Reputation: 97
Is it possible to prevent a memory address being accessed by other threads for some period? for example:
__global__ void func(int* a){
// other computation
__lock_address(a);
a[0] += threadIdx.x;
__unlock_address(a);
}
the first thread that finished the other computations
and reached __lock_address
will lock that memory address untill _unlock_address
is called, any other threads that reached __lock_address
will have to wait until the first thread unlocks it.
The above example is basically equivalent to atomicAdd
, but what if I want to do more complicated computation rather than a simple addition?
Edit: mutex in initialized to 0, a is initialized to -1
__global__ void func(int *a, int *mutex){
a[0] = atomicCAS(mutex, 0, 1); // a[0] = 1
}
if I do this, a[0] is equal to 1. but it should be 0 since that is the old value of mutex.

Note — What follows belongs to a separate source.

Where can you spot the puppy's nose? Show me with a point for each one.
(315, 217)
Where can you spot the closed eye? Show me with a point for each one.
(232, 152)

__global__ void func(int *a, int *mutex){
a[0] = mutex[0]; // a[0] = 0
}
This is a sanity check, value at a[0] is 0 now. which means mutex is initialized to 0 correctly.
Upvotes: 0
Views: 238
Reputation: 97
Ok, I figured out what's wrong. essentially only the first thread in thread block is getting the old value 0, while simultinuously setting mutex to 1, other threads read mutex after mutex is set to 1 by first thread, then stucking in deadlock. I found this solution that worked for me.
Upvotes: 0
Reputation: 557
You can use mutex to protect multithreaded access to the memory region. Cuda Programming Guide has a nice example of using atomic operations to implement it (https://docs.nvidia.com/cuda/cuda-c-programming-guide/#scheduling-example)
__device__ void mutex_lock(unsigned int *mutex) {
unsigned int ns = 8;
while (atomicCAS(mutex, 0, 1) == 1) {
__nanosleep(ns);
if (ns < 256) {
ns *= 2;
}
}
}
__device__ void mutex_unlock(unsigned int *mutex) {
atomicExch(mutex, 0);
}
Upvotes: 3